William Morris’ and William Dean Howells’ A Traveler from Altruria are both responses to Edward Bellamy’s Looking Backward. Morris and Howell recreate Bellamy’s structure of a perplexed time traveler arriving in a new and better century. The problem, however, with Morris’ and Howell’s new utopia is also the same. Neither author addresses the recurrent and unresolved problem of human nature.
In Looking Backward, one of Julian West’s primary questions regarding the new society is if human nature has changed to allow for such a communal society. His “outdated” mode of thinking was based on a capitalistic society run on the basis that each individual works for his own benefit. In the three new utopias though, members of society only work for the society. Howells, on page 305, describes it as “a family, rather than a nation like yours.”

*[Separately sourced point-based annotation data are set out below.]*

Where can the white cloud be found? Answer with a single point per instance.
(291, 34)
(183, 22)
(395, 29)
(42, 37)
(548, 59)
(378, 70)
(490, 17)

I do not believe that such utopias are feasible. In News from Nowhere, on page 278, Morris writes “people found out what they were fit for, and gave up attempting to push themselves into occupations in which they must needs fail.” In A Traveler from Altruria , on page 394, Howells writes, “with our absolute economic equality, there can be no ambition.” What Howells and Morris note as an attribute in his society, I see as the most basic flaw. Not just from a capitalistic standpoint, but from common logic, even if workers work to their fullest ability, having no ambition will only result in a stagnant economy and a lackluster culture. Clearly, such societies would face many difficulties if actually implemented if human nature is indeed unchanged. However, because it seems like most utopias are indeed based on “absolute… equality,” I am wondering if I am missing a key point that will make equality feasible, or if these utopias are merely dreams and not meant to be implemented.